Marie Sizun marque sa fidélité à la Bretagne en signant un nouveau roman ancré en Cornouaille, du côté de l’Île-Tudy (appelée l’Île dans le roman) où se trouve sa propre maison de vacances. Cette maison est au cœur d’un roman qui dévide le fil de secrets de famille.
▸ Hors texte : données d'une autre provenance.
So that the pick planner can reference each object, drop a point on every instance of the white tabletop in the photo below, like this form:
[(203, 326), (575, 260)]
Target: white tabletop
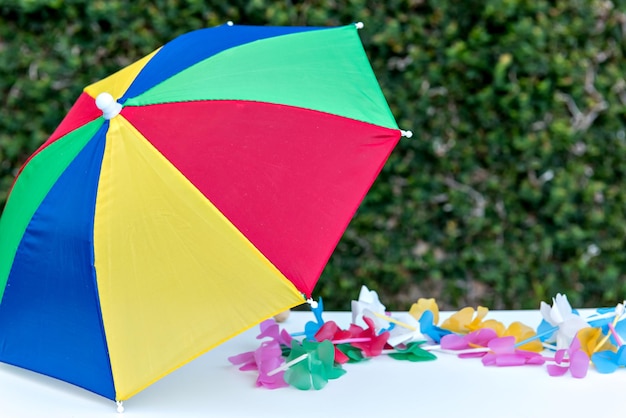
[(382, 387)]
Elle se distingue par sa discrétion et sa simplicité. Marie Sizun est pourtant une romancière confirmée, saluée par de nombreux prix. En 2018 elle a ainsi obtenu de prix de la Nouvelle de l’Académie française pour Vous n’avez pas vu Violette ? (Arléa). En 2017, c’était le prix Bretagne pour La gouvernante suédoise (Arléa). Au total aujourd’hui, à son actif, une douzaine de romans, pour la plupart déjà publiés en livres de poche. C’est dire sa notoriété et le capital de sympathie qu’elle a pu réunir autour de son œuvre.
La maison de Bretagne ravira, n’en doutons pas, ses lecteurs. Elle les embarque – sur la durée d’une semaine – dans les pas de Claire Werner (49 ans, Parisienne, employée chez Axa assurances) qui vient sur l’Île pour vendre cette maison de vacances que sa famille appelait « la maison de Bretagne ». Trois générations y ont passé des vacances ou des périodes plus ou moins longues, depuis la grand-mère Berthe jusqu’aux petits-enfants Claire et Armelle en passant par Anne-Marie et Albert, les parents (séparés) de l’héroïne du livre.
Mais ce retour dans « la maison de Bretagne » ne se passera pas comme prévu. Une découverte macabre dans l’une des pièces puis des relations de voisinage entretenues par Claire au cours de la semaine la conduiront à revoir ses plans. Car ce retour dans l’Île sera, avant tout, l’occasion de révéler au grand jour certains secrets de famille autour du personnage central, la mère de Claire.
La quête d’une mère est effet au cœur de ce roman. Mais il se fait par le truchement de la re-découverte d’une maison dont la romancière nous fait visiter les moindres recoins (avec tous les mystères qui l’environnent). « Cette maison bizarre, pas comme les autres, pas soignée. Pas belle. Différente des villas voisine ». Sur le toit de cette maison tambourinent des pluies têtues. Sur ses vitres cognent les vents hurleurs de l’Île. Le tout enveloppé par une forte odeur d’algues et par la rumeur de l’océan avant que, brusquement, un grand calme ne s’installe.
Marie Sizun nous révèle par ces multiples notations sa fine connaissance de l’Île. Aussi bien côté mer que côté rivière. Elle nous glisse dans des petites ruelles puis on s’installe avec elle à la terrasse de l’hôtel donnant sur le port. Des lieux précis sont nommés, ce qui ravira les amoureux – ils sont nombreux – de cette Île. « J’ai claqué la porte de la maison derrière moi, raconte Claire, la narratrice. Le boulevard de l’Océan était vide à cette heure matinale. J’ai traversé la rue, descendu les quelques marches de pierre. La plage s’étendait là, inchangée. Loin du monde. Et c’était déjà comme une respiration. La marée était très basse. Le sable humide et plat étincelait. Au loin, cet éblouissement vert, rectiligne, c’était la mer ». Oui, laissons-nous aussi éblouir par l’écriture limpide de nouveau roman de Marie Sizun.
Pierre TANGUY
La maison de Bretagne, Marie Sizun, Arléa, 257 pages, 20 euros.